By Tracey Lien
Los Angeles Times.
Apple Music, new operating systems and a smarter Siri were front and center at Apple Inc.’s Worldwide Developers Conference, but it wasn’t a new product that got people talking, it was women.
During Monday’s keynote presentation, Jennifer Bailey, Apple’s vice president of Internet services, and Susan Prescott, vice president of product marketing, took the stage to announce new developments with Apple Pay and a news reading app. It was the first time that Apple has had female executives on stage at any of its major events since at least the launch of the first iPhone in 2007.
In recent years, Apple has been criticized for parading out only top male executives at its iPhone, iPad, Apple Watch and WWDC events, particularly as Silicon Valley as a whole dealt with gender disparity and discrimination issues.
For a company as high-profile as Apple, which has only had three women on stage at its news conferences since 2007 (two of whom were third-party developers, and one was supermodel Christy Turlington), members of the tech community described the move as a huge development.
“It’s very significant because you have a very well-intentioned and purposeful effort on the part of a tech giant to raise the profile of their female executives at their premier public event,” said Jonathan Sposato, an angel investor, serial entrepreneur and chief executive of photo-editing service PicMonkey.com. “They’re trying to do the right thing.”
Apple released data last year that revealed women account for only 30 percent of its 98,000 employees. Of its engineers, women make up only 20 percent. And of its last seven news conferences, nearly every speaker on stage was a white man. Against this backdrop, Monday’s news conference was noticeably different.
Of course, having women on stage doesn’t necessarily improve Apple’s ratio of women to men within the company, Sposato said.
Achieving a diverse workforce in a company as big as Apple could take years.

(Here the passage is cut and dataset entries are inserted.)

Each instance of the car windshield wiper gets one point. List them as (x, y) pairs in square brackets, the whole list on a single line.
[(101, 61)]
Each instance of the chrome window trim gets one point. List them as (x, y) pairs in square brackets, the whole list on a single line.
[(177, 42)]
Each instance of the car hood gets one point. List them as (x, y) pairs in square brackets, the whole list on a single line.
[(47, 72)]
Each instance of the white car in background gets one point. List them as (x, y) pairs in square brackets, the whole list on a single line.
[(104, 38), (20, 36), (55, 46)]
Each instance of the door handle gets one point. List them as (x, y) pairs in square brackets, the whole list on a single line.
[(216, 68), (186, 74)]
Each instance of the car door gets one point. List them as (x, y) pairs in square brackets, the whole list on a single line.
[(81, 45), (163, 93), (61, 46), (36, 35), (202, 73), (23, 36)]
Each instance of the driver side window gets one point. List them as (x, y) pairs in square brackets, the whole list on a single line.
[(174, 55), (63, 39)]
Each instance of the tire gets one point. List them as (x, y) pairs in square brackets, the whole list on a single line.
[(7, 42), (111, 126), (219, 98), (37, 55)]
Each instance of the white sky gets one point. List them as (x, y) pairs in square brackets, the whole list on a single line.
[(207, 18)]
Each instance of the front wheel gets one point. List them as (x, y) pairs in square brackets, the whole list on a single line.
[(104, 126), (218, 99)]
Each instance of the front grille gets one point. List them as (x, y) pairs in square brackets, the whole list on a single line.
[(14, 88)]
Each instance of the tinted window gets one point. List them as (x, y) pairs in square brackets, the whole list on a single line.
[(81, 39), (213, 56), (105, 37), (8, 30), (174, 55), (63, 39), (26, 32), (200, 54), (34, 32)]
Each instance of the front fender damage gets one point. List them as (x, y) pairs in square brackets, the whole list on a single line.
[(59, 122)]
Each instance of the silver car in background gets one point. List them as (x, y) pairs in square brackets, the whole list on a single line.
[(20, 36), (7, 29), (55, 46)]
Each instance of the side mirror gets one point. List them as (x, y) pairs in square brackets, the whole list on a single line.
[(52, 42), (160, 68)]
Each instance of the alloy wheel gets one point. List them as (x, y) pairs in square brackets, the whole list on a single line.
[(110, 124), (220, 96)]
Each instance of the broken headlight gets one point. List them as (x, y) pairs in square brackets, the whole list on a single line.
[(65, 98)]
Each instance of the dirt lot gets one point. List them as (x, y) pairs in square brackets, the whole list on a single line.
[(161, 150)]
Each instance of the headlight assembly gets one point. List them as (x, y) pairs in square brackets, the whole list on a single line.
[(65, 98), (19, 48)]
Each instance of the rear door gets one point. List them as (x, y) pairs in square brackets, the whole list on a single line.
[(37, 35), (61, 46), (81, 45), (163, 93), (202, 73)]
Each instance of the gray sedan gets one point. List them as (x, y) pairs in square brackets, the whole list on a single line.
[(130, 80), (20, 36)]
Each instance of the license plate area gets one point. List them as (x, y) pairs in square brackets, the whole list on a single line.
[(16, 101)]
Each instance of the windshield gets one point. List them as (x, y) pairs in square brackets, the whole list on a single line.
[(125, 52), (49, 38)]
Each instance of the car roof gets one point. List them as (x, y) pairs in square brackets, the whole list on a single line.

But that doesn’t mean Bailey and Prescott were merely for show. By simply having a more inclusive news conference, Sposato said Apple was able to send an important message about its intent, that it values the women in the company and that Apple is a place where women have a place at the top.
“It may feel like a token, superficial change,” Sposato said of the news conference itself. “But I’d argue that those token changes are a necessary component of advancing the discussion and modeling the right behavior for the long term.”
Carolyn Leighton, the founder and chairwoman of Women in Technology International, said Apple’s inclusion of Bailey and Prescott also makes excellent business sense because it shows that the company is acknowledging women as part of its audience.
“It’s a win all the way around,” Leighton said. “It’s a win for Apple, it’s a win for the women in those roles, and every time a young girl sees a woman in an important role, she sees a possibility of herself in that role. That’s so powerful.”